Bu Sukaesih yang sedari tadi sudah menyiapkan nyanyian panjang serta tenaga untuk memukuli anak itu pun jadi melupakan semuanya. Ia justru malah menatap dari atas kebawah, lalu kembali lagi ke atas. Hingga fokusnya tertuju pada pakaian serta penampilan sang anak yang tidak seperti saat berangkat kerja tadi pagi.
"Kau?" Bu Sukaesih berjalan sedikit memutari tubuh Kunia, "Ini pakaian siapa? Ini kan?"
"Aku bisa jelaskan Bu–"
"Woaaah...." Bu Sukaesih menarik kasar bagian kerahnya.
"Aaarrggghhh aku tercekik."
"Merek ini? Ini mahal Kunia, kau dapat dari mana baju ini?"
"Bosku... Yang?"
"Bos...?"
"I–iya ... Lepaskan dulu tangan ibu itu, ibu ingin membunuh ku, apa?"
Senyum Bu Sukaesih melebar, ia pu memegangi kedua bahu sang anak.
"baru seminggu kerja? Kau sudah di belanjakan baju baru, di dandani bak boneka Barbie ... Astaga-astaga, kau pasti mengikuti saran ibu untuk melakukan jurus menggoda atasan ya?"
Kuni menatap aneh. "Ibu ini bicara apa sih? Siapa yang menggoda siapa?
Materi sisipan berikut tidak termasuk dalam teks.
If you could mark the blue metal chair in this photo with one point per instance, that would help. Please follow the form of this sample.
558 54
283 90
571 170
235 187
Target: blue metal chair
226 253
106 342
Lagi pula aku berpenampilan seperti ini, itu hanya untuk menemani bos ku, menggantikan sekertarisnya yang tidak berangkat. Dan baju ini, besok akan ku kembalikan setelah ku laundry."
"Hei– kenapa harus di kembalikan, itu sayang sekali."
"Apa sih ibu ini?" Kuni berjalan malas menuju anak tangga, namun di tahan lagi oleh sang ibu.
"Apa jabatan pria yang mendekati mu? Ayo katakan?" Bertanya dengan penuh semangat.
"Siapa yang mendekati ku, sih?" Kuni menepis tangan sang ibu.
Apanya yang mendekati, pria songong itu yang ada tengah melakukan aksi balas dendamnya kepada anak mu, tahu!
"Oh... Syukurlah. Akhirnya ada pria yang jauh lebih baik untuk putri ku ini. Semoga si pengeretan itu meninggalkan mu dan pergi jauh, atau kalau bisa hilang saja di gunung. Hahaha"
"Ibu...! Berbicaralah yang baik."
"Aku sudah berbicara yang baik sekaligus berdoa... Karena, ketika kau bisa putus dari benalu itu, adalah sebuah hal yang patut di syukuri."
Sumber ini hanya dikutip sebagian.